Ptérygions et anomalies de la surface oculaire (Cornea 2002 ; 21(1) : 38-42, CM Chan et al)
Cette étude histologique a concerné 50 yeux porteurs de ptérygions primitifs ou récidivants. Le prélèvement a consisté en une empreinte conjonctivale qui a intéressé différents sites : le ptérygion lui-même, la conjonctive bulbaire supérieure, inférieure, nasale et temporale. Il existait dans tous les cas des anomalies au niveau des ptérygions, et elles étaient significativement plus marquées qu'au niveau des autres localisations. Elles étaient de plusieurs ordres : une métaplasie de type squameux des cellules épithéliales, avec augmentation importante de la taille des cellules et des modifications picnotiques de leurs noyaux, ainsi qu'une hyperplasie muqueuse avec augmentation de la densité des cellules caliciformes. Les auteurs soulignent donc que la conjonctive des yeux porteurs de ptérygions est le siège d'anomalies cytologiques qui sont maximales au niveau de la lésion elle-même.
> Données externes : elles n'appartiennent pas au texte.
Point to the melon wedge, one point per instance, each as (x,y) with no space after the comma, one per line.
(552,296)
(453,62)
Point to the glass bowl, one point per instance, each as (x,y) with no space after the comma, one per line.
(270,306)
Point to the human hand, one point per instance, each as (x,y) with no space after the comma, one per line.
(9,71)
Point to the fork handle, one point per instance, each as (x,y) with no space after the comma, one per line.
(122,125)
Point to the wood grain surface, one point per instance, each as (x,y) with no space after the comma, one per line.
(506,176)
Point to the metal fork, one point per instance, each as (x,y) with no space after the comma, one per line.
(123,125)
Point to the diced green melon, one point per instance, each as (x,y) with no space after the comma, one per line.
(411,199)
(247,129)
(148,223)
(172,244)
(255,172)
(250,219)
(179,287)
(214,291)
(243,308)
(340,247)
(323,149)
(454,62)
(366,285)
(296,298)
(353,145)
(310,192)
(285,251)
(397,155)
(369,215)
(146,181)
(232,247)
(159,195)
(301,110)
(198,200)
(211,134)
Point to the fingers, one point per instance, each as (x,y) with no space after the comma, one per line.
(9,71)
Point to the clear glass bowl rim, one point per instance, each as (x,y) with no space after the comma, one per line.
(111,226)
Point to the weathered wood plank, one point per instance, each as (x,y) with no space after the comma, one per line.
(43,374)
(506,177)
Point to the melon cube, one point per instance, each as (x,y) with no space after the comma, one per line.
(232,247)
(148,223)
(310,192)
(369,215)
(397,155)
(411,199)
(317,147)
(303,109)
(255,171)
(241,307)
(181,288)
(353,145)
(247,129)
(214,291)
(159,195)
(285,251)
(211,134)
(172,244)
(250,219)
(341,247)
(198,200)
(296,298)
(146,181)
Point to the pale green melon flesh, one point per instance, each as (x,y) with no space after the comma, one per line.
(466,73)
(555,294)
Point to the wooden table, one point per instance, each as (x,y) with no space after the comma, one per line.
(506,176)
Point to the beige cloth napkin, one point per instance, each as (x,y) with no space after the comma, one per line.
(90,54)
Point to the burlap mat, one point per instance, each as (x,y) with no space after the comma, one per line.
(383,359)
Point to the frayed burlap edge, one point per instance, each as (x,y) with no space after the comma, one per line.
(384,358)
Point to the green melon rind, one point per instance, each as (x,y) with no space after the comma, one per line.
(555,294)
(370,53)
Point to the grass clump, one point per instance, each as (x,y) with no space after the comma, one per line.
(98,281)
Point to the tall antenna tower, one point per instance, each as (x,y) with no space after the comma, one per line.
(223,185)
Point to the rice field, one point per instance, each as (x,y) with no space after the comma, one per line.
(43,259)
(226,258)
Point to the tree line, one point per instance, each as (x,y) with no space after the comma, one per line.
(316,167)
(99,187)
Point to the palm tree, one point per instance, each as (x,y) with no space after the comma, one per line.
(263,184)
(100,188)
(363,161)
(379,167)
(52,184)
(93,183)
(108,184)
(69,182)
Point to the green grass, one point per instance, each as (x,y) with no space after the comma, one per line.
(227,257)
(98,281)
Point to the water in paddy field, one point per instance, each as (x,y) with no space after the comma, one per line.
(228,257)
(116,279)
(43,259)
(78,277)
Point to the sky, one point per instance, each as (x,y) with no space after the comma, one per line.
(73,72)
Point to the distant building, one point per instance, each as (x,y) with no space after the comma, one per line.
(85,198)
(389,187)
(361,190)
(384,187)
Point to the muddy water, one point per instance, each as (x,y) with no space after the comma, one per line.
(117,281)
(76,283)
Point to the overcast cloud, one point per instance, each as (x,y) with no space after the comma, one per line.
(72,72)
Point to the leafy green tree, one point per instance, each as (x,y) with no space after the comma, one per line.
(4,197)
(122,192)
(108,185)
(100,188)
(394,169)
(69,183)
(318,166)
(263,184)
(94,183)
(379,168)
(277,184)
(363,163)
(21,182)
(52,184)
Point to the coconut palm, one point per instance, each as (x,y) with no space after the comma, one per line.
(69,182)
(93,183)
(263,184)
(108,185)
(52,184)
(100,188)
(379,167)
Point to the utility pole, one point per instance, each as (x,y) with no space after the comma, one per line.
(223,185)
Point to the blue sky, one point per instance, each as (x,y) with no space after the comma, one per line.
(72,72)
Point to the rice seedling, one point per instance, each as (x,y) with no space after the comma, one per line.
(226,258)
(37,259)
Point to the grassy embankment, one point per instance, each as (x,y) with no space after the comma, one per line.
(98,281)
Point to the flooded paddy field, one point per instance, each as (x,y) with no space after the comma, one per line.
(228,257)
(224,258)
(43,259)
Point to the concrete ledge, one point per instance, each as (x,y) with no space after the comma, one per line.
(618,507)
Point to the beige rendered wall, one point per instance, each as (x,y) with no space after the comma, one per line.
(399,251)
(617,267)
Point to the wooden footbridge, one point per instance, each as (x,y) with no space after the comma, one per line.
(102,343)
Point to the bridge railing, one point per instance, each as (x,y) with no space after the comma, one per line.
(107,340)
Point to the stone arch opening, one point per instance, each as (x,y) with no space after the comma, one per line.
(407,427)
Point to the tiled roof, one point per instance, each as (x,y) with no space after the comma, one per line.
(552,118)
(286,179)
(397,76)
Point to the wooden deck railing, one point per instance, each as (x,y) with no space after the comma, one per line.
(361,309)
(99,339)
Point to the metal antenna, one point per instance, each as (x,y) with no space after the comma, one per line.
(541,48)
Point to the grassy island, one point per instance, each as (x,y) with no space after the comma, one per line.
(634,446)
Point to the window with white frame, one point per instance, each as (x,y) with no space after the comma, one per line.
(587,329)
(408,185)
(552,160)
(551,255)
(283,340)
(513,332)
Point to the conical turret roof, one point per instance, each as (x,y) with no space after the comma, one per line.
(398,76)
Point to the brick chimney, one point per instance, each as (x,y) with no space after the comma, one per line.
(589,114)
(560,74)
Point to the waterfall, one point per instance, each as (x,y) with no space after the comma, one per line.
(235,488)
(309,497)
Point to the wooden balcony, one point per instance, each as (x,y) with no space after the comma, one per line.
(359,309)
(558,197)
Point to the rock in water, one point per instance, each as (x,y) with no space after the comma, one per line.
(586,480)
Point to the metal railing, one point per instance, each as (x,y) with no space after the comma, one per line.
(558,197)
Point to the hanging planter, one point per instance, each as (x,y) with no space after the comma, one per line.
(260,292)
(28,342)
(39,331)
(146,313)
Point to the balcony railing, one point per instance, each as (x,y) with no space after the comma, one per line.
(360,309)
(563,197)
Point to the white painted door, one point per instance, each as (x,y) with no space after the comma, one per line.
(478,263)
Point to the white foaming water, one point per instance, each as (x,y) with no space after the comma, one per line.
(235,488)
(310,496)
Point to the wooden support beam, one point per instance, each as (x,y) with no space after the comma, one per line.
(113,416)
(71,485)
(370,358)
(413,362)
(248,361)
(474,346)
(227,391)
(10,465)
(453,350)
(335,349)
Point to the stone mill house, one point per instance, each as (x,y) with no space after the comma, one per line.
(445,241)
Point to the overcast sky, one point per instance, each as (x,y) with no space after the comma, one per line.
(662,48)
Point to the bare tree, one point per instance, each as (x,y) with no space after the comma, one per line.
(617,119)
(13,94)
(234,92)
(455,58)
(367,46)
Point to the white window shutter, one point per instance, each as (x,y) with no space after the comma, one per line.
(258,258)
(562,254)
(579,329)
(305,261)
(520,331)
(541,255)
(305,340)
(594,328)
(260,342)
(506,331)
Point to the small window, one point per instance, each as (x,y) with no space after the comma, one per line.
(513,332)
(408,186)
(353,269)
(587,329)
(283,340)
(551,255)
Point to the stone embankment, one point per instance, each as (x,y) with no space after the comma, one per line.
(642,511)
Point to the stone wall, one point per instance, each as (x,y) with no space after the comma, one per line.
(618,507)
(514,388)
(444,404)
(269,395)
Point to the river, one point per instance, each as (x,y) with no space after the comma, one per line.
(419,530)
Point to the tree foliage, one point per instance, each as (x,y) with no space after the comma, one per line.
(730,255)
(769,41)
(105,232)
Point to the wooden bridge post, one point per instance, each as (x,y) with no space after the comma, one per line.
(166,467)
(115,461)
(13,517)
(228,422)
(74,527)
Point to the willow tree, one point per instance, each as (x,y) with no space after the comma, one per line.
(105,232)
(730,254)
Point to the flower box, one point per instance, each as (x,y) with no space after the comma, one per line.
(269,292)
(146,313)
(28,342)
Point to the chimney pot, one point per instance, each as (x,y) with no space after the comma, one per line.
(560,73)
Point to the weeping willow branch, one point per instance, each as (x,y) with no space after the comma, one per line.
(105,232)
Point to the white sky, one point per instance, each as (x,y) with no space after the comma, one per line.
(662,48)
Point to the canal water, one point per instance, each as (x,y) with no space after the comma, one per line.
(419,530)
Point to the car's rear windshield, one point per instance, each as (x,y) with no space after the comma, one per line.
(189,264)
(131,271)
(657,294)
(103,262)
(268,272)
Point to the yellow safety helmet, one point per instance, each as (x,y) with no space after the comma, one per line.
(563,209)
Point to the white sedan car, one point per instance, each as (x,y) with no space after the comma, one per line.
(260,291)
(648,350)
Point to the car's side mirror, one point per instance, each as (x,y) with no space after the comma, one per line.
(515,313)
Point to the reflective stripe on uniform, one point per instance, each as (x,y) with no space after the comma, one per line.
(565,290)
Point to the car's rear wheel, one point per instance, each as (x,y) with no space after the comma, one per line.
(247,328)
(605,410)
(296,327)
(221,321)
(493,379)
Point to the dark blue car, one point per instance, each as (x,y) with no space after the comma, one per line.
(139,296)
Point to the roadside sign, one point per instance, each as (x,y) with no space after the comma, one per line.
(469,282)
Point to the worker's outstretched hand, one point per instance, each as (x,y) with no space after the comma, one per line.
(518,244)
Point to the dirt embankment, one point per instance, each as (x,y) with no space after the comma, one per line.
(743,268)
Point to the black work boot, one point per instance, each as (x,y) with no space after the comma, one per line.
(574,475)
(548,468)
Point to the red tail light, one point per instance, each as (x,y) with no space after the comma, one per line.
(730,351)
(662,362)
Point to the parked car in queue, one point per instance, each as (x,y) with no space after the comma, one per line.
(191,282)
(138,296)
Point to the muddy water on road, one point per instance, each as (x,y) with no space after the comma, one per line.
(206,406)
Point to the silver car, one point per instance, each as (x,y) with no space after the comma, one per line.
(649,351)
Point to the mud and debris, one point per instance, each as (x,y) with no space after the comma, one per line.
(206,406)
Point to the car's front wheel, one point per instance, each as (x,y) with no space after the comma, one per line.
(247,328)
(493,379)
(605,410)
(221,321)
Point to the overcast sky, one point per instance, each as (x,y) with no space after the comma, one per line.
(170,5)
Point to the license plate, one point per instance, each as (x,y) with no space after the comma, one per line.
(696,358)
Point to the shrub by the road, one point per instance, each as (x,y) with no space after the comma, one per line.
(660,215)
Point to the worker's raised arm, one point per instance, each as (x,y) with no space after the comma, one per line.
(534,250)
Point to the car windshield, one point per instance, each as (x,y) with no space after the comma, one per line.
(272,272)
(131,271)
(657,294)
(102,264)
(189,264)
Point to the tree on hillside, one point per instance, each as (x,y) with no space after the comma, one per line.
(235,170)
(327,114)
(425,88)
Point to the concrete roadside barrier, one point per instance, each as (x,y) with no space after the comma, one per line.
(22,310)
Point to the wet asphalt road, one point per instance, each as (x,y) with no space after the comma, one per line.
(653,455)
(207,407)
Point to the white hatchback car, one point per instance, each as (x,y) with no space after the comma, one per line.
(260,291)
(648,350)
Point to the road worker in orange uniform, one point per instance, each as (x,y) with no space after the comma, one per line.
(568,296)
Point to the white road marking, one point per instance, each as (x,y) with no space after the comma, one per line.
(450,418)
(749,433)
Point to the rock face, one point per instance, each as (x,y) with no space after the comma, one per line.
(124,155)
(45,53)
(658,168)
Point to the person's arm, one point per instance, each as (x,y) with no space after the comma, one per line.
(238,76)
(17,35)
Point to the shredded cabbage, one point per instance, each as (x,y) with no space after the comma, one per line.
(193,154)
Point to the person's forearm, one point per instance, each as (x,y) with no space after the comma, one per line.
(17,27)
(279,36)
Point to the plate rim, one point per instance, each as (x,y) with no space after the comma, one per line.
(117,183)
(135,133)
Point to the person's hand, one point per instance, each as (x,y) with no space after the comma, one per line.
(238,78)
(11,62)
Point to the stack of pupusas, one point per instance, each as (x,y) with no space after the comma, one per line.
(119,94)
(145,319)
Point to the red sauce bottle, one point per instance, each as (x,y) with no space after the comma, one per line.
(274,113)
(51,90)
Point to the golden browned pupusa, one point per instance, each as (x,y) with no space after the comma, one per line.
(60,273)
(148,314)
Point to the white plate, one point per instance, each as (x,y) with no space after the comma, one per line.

Elévation du taux d'endothéline-1 au cours de la maladie de Horton : à propos de 4 cas (Am J Ophthalmol 2002 ; 133(1) : 160-2, M Pache et al)
Cette étude a porté sur 4 patients atteints d'artérite à cellules géantes. Le diagnostic de certitude a été posé dans tous les cas grâce à la biopsie d'artère temporale alors que la vitesse de sédimentation n'était élevée que dans la moitié des cas. Les taux plasmatiques d'endothéline-1 ont été mesurés et se sont révélés augmentés chez tous les patients. Les auteurs discutent ces résultats en les confrontant aux données actuelles de la littérature. En effet si ce travail a montré une augmentation de l'endothéline-1 en cas de maladie de Horton, l'intérêt pratique de son dosage reste à confirmer. Des études complémentaires sont donc souhaitables.

Chimiothérapie pour rétinoblastome : résultats selon l'âge, les dimensions et la localisation de la tumeur (Br J Ophthalmol 2002 ; 86(1) : 80-3, DS Gombos et al)
Ce travail a analysé rétrospectivement l'évolution de 78 rétinoblastomes traités par chimiothérapie de première intention, en fonction de l'âge du patient au moment du diagnostic, du plus grand diamètre d'implantation de la tumeur et de sa situation par rapport à la macula. La chimiothérapie seule a été suffisante pour traiter la lésion dans plus de 7 cas sur 10, alors que 3 cas sur 10 ont dû recevoir un traitement complémentaire. Dans cette série, les tumeurs situées dans l'aire maculaire ont mieux répondu à la chimio que les autres. De même, le pronostic était meilleur chez les enfants de plus de 2 mois et lorsque la taille de la lésion dépassait 2 mm. Les auteurs concluent que ces éléments pourraient représenter des facteurs pronostiques pour les rétinoblastomes.